Tapi rasa kasihan itu tertutupi oleh rasa leganya dan bahkan Woori hampir menangis karena rindu. Namun dia menahannya, setidaknya walaupun dia tidak bisa mengatakan apapun untuk memarahinya, dia berusaha untuk terlihat marah.

Woori tidak mau memandang wajah Jae, yang Woori sadari hanya akan membuatnya berlari ke pelukannya dan menangis lagi. Dan tak ingin melepasnya lagi.

"Dari mana saja kau," Jae yang tadinya bersandar di dinding pintu gerbang rumah Woori langsung menegakkan badannya saat melihat Woori berjalan dari ujung jalan ke arahnya.

Woori berhenti beberapa langkah darinya, menjaga jarak yang bisa ditahan gadis itu.

"Bukankah lesnya sudah selesai dua jam yang lalu. Kau tahu kan sudah jam berapa sekarang."

Woori tidak percaya Jae berkata seperti itu. Setelah menghilang hampir setengah tahun, dan saat mereka bertemu lagi seakan-akan dia hanya pergi satu dua hari.

Dia bahkan masih ingat jadwal lesnya. Dan Woori tambah kesal dengan sikapnya seolah-olah tidak ada apa-apa.
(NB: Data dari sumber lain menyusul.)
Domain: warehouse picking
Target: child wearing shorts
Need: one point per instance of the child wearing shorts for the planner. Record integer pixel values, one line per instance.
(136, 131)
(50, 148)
Woori menatap Jae dengan alisnya yang bertaut, biasa dia lakukan saat dia marah. Lalu menaikkan dagunya. "Apa urusanmu bertanya begitu?"

"Tentu-"

"Apa aku mengenalmu? Sepertinya kita tidak pernah bertemu.." Woori hendak membuka pintu gerbang rumahnya sebelum Jae mencegahnya dengan menarik tangannya dengan sedikit kasar. "Lepas-"

Karena gerakannya itu mau tak mau Woori harus melihat wajah Jae. Dia bisa melihat luka yang belum sembuh di sekitar pipinya.

Ada plester di dahinya, dan bahkan saat Woori mengamatinya, dia melihat perban tipis menyembul di balik rambut Jae yang basah karena salju.

Woori tahu itu bukan luka biasa. Dan dia sudah tidak tahan untuk tidak menangis melihat Jae yang berantakan begitu.

Meski air matanya belum mengalir, Jae tahu Woori akan menangis. Dia menghela napas dan menunduk.

"Seharusnya aku menunggu luka ini sembuh sebelum bertemu denganmu."

Woori tidak menjawab. Dia sedang berusaha untuk tidak mengeluarkan suara yang pasti suaranya akan aneh jika sedang menangis. Dia juga hanya bisa memandang tangan Jae yang memegang lengannya.

"Tapi aku tidak bisa, aku...ingin bertemu denganmu...secepatnya."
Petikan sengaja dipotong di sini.